On Oct. 21, 2016, Kartan and Barai were arrested on a
criminal complaint and were released on bond with special conditions that
prohibit them from hiring any nonrelatives to perform domestic services or
child care work for them. The defendants
are also prohibited from directly or indirectly contacting any of their prior
domestic workers. Kartan and Barai are
scheduled to be arraigned on Nov. 21, 2016.
If convicted, each defendant faces a maximum sentence of 20
years in prison and a $250,000 fine. An
indictment is merely an allegation and the defendants are presumed innocent
unless and until proven guilty beyond a reasonable doubt in a court of law.
This case is the product of an investigation by the U.S.
Immigration and Customs Enforcement’s Homeland Security Investigations, the
FBI, the State Department’s Diplomatic Security Service and the Stockton Police
Department.
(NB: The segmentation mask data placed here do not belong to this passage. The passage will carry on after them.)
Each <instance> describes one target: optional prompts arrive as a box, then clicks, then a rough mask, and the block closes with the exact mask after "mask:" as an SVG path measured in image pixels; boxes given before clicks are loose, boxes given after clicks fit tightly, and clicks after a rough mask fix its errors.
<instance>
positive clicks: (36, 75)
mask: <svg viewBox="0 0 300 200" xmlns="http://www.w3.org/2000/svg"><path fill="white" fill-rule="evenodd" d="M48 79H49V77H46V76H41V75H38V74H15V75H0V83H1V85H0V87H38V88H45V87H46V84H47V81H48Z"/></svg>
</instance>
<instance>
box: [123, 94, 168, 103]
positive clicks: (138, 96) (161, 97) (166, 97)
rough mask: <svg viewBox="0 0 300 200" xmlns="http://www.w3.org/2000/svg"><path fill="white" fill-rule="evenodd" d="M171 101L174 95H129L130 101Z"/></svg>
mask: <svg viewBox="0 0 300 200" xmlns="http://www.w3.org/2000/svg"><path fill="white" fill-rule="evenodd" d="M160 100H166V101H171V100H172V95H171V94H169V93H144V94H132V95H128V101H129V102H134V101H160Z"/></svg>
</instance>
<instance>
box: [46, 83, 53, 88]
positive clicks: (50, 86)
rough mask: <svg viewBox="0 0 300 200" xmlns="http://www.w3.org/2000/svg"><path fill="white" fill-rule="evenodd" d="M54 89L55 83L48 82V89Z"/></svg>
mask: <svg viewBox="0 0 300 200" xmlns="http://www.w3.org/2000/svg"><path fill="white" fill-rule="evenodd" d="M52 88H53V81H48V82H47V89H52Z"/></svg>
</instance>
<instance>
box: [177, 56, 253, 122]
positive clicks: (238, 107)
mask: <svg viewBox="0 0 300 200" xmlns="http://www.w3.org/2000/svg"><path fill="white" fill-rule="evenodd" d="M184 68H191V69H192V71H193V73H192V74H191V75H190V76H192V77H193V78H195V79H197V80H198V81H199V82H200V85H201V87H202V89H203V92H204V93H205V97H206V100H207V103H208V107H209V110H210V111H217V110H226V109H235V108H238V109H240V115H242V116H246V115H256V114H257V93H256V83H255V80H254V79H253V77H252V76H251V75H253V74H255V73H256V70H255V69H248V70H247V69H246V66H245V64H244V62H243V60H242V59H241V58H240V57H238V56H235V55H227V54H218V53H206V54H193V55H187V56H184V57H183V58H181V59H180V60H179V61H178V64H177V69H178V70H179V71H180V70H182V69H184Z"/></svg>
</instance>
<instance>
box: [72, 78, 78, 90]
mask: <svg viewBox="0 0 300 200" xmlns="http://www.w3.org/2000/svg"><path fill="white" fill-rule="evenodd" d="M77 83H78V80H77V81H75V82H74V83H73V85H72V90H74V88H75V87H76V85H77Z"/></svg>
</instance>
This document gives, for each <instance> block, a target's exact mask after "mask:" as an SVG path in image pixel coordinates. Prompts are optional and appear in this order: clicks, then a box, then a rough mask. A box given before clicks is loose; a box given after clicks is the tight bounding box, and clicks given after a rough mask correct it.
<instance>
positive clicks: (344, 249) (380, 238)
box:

Special Assistant U.S.
Attorney Josh Sigal and Assistant U.S. Attorney Nirav Desai of the Eastern
District of California are prosecuting the case, with the assistance of the
Civil Rights Division’s Human Trafficking Prosecution Unit.
Sacramento is one of six districts designated through a
competitive, nationwide selection process as a Phase II Anti-Trafficking
Coordination Team, through the interagency ACTeam Initiative of the Departments
of Justice, Homeland Security and Labor.
ACTeams focus on developing high-impact human trafficking investigations
and prosecutions involving forced labor, international sex trafficking and sex
trafficking by force, fraud or coercion through interagency collaboration among
federal prosecutors and federal investigative agencies.